Congress must prevent next housing crash 

Many factors contributed to the Great Recession of 2008, but its root cause was simple: In a two-decade-long bipartisan campaign to expand homeownership, especially among minority and lower-income communities, federal authorities cajoled, threatened and ultimately mandated that mortgage institutions put aside traditional, common-sense lending standards. A real estate bubble predictably followed as adjustable ARMs, subprime loans requiring little or no down payment, and other lend-at-all-costs incentives combined with corporate greed to encourage an irrational exuberance about the value of real estate. Americans borrowed trillions of dollars to buy millions of homes at unjustifiably high prices, using the overvalued homes themselves as collateral, even as commercial banks packaged millions of these shaky mortgages into securities for investors looking for quick, easy profits. And  behind it all stood government-backed Fannie Mae and Freddie Mac, implicitly guaranteeing everybody that nobody would lose their shirts.
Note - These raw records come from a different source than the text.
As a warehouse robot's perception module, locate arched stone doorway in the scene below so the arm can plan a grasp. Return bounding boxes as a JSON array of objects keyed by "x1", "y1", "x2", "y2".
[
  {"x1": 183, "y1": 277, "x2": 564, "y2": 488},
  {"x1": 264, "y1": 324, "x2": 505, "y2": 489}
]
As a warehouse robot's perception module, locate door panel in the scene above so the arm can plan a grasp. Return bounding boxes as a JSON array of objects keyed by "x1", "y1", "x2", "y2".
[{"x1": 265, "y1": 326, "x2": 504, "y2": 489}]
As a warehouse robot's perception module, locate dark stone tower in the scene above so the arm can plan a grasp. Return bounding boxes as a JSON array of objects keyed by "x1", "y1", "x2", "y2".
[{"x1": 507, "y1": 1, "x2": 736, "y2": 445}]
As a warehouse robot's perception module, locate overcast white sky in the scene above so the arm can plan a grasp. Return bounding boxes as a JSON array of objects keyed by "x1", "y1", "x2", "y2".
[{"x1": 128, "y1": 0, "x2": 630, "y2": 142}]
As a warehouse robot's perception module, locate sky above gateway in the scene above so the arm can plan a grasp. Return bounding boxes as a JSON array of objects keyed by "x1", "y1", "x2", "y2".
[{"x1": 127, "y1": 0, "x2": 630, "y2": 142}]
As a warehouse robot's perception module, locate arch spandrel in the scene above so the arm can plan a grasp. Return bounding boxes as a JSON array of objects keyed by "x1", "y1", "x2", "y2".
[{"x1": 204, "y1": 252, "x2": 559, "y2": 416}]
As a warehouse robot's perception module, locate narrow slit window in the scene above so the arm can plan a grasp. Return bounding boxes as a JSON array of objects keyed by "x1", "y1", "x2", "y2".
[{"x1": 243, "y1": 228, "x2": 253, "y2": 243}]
The whole house of cards collapsed when people couldn’t afford their mortgage payments. A flood of foreclosures followed, rendering all those subprime mortgage-backed securities worthless, causing panic on Wall Street and plunging the nation into a recession. Fannie and Freddie, having lost hundreds of billions of dollars to the folly of propping up the subprime mortgage market, are now under government conservatorship and bound by new, stringent lending standards. But one badly burned hand of government seems unaware that the other is thrusting itself right back into the fire. In a recent article for The American, housing expert Peter Wallison points out that the Federal Housing Administration is picking up where Fannie and Freddie left off by pursuing many of the same practices that led to the 2008 crisis.

The agency, which insures home loans with low or zero down payments, is specifically exempted from the lending standards of the Dodd-Frank financial reform bill. By law, its programs are available to those with a credit score of at least 580, the bare minimum required to qualify for a mortgage. (A perfect credit score is 800-850, depending upon the rating agency.) But FHA-participating institutions seeking to set the bar above 580 are being sued by radical  community organizers. Incredibly, FHA plans to expand its portfolio, according to Wallison, to take on $1.34 trillion in additional mortgage debt by 2013.
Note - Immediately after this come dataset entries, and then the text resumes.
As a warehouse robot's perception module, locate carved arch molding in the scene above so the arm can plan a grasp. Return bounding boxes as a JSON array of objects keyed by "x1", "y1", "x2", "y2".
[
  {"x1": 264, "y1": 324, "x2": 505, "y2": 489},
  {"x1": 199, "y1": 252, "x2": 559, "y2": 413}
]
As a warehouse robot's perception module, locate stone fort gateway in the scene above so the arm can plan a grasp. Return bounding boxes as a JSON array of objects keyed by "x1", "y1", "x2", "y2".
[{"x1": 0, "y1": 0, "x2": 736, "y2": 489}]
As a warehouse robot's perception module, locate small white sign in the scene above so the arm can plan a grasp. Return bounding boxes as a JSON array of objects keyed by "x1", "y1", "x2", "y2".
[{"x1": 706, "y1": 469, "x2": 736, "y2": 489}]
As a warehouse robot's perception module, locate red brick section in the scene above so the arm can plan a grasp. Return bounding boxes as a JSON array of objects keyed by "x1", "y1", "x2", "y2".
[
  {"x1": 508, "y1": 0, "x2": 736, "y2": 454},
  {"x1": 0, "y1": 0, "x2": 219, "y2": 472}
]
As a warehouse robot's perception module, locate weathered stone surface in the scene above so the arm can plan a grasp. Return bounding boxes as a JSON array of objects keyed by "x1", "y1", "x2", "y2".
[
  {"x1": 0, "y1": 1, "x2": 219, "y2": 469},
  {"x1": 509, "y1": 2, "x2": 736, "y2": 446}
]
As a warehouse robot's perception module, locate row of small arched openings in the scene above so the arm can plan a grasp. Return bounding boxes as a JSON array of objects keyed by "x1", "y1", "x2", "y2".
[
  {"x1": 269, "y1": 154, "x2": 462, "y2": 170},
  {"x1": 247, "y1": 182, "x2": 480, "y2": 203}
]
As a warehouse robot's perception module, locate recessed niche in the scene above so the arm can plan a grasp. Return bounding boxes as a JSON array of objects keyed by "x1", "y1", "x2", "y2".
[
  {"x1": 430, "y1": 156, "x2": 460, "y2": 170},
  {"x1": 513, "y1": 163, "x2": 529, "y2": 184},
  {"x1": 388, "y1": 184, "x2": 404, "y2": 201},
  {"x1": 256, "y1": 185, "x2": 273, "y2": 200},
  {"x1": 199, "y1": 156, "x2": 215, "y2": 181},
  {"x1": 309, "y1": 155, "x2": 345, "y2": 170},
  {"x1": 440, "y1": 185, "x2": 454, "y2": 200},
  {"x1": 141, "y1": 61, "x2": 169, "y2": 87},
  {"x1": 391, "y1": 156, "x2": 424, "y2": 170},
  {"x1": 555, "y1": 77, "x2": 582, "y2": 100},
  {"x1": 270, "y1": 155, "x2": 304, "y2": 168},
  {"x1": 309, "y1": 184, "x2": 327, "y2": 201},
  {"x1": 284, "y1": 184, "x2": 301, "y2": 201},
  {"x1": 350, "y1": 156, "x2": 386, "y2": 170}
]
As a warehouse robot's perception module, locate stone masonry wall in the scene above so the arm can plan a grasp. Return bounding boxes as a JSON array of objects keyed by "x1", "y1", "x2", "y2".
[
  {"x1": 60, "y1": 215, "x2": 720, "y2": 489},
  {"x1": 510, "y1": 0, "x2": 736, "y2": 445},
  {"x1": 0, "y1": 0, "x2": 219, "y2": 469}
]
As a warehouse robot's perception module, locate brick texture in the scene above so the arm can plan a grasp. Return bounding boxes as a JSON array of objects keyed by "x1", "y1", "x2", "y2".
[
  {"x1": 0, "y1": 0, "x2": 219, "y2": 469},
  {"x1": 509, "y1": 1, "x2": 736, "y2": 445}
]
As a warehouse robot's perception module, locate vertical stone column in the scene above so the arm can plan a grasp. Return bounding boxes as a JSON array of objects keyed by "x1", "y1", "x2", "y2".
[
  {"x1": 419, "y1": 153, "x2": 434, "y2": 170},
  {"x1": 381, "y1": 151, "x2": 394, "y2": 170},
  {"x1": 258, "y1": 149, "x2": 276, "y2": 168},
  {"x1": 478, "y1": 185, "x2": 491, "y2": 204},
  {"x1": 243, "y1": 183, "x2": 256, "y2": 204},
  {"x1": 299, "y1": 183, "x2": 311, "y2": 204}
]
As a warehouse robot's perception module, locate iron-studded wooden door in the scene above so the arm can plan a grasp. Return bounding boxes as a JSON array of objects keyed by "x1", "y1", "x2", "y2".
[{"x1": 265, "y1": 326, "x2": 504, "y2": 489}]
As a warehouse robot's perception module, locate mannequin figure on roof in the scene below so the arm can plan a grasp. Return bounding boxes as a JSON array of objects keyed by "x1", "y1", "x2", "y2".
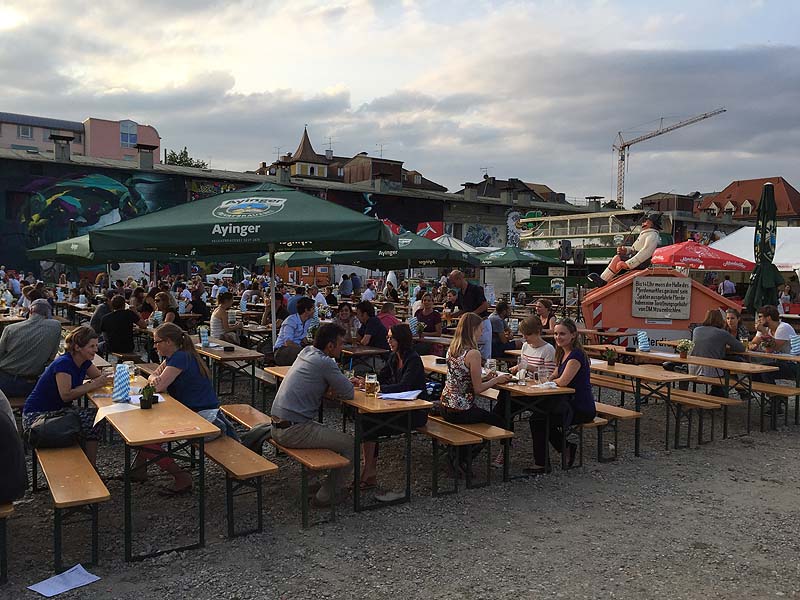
[{"x1": 589, "y1": 212, "x2": 663, "y2": 287}]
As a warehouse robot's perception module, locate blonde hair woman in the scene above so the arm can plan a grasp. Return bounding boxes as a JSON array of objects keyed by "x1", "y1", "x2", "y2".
[{"x1": 441, "y1": 313, "x2": 511, "y2": 470}]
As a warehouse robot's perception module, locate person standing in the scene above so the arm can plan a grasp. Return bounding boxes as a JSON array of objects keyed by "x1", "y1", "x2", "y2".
[
  {"x1": 350, "y1": 273, "x2": 362, "y2": 296},
  {"x1": 0, "y1": 298, "x2": 61, "y2": 397},
  {"x1": 271, "y1": 324, "x2": 358, "y2": 507},
  {"x1": 100, "y1": 296, "x2": 147, "y2": 354},
  {"x1": 450, "y1": 270, "x2": 492, "y2": 360},
  {"x1": 274, "y1": 296, "x2": 314, "y2": 366}
]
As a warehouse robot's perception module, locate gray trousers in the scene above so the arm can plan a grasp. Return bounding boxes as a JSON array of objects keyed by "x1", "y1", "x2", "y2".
[{"x1": 272, "y1": 421, "x2": 354, "y2": 502}]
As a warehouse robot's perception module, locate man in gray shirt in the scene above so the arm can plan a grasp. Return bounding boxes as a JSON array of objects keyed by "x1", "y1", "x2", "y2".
[
  {"x1": 0, "y1": 298, "x2": 61, "y2": 397},
  {"x1": 272, "y1": 323, "x2": 357, "y2": 507}
]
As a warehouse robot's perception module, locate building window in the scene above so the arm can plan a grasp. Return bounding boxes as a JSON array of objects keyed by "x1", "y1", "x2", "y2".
[{"x1": 119, "y1": 121, "x2": 138, "y2": 148}]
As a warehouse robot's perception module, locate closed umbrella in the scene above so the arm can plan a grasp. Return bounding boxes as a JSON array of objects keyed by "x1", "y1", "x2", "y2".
[{"x1": 744, "y1": 183, "x2": 783, "y2": 312}]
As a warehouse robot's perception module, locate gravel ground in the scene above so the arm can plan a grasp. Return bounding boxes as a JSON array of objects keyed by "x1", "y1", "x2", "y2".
[{"x1": 0, "y1": 385, "x2": 800, "y2": 599}]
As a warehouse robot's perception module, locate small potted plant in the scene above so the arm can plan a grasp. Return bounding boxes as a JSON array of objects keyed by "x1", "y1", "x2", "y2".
[
  {"x1": 675, "y1": 339, "x2": 694, "y2": 358},
  {"x1": 139, "y1": 383, "x2": 156, "y2": 410},
  {"x1": 602, "y1": 348, "x2": 617, "y2": 367}
]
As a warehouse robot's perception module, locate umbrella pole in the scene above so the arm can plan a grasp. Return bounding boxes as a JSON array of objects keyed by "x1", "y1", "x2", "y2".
[{"x1": 269, "y1": 244, "x2": 278, "y2": 352}]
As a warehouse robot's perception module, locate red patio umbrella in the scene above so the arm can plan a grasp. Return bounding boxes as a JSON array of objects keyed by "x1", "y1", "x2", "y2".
[{"x1": 651, "y1": 242, "x2": 756, "y2": 271}]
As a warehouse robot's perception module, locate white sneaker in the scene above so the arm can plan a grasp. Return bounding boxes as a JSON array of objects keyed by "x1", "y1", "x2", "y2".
[{"x1": 492, "y1": 448, "x2": 505, "y2": 469}]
Rather than subsidize the re-creation of the same dangerous culture of easy mortgages that got us into this mess, Congress should remedy the deficiency in Dodd-Frank by mandating stronger lending standards for FHA-insured loans and then backing up lenders who apply them. Wallison is worth listening to because in 1999 he predicted disaster when Fannie Mae first began underwriting subprime loans. He told The New York Times: “If they fail, the government will have to step up and bail them out the way it stepped up and bailed out the thrift industry.”

Wallison has since been proven right in every aspect. If Congress fails to heed the warning this time, another Great Recession or worse will surely follow.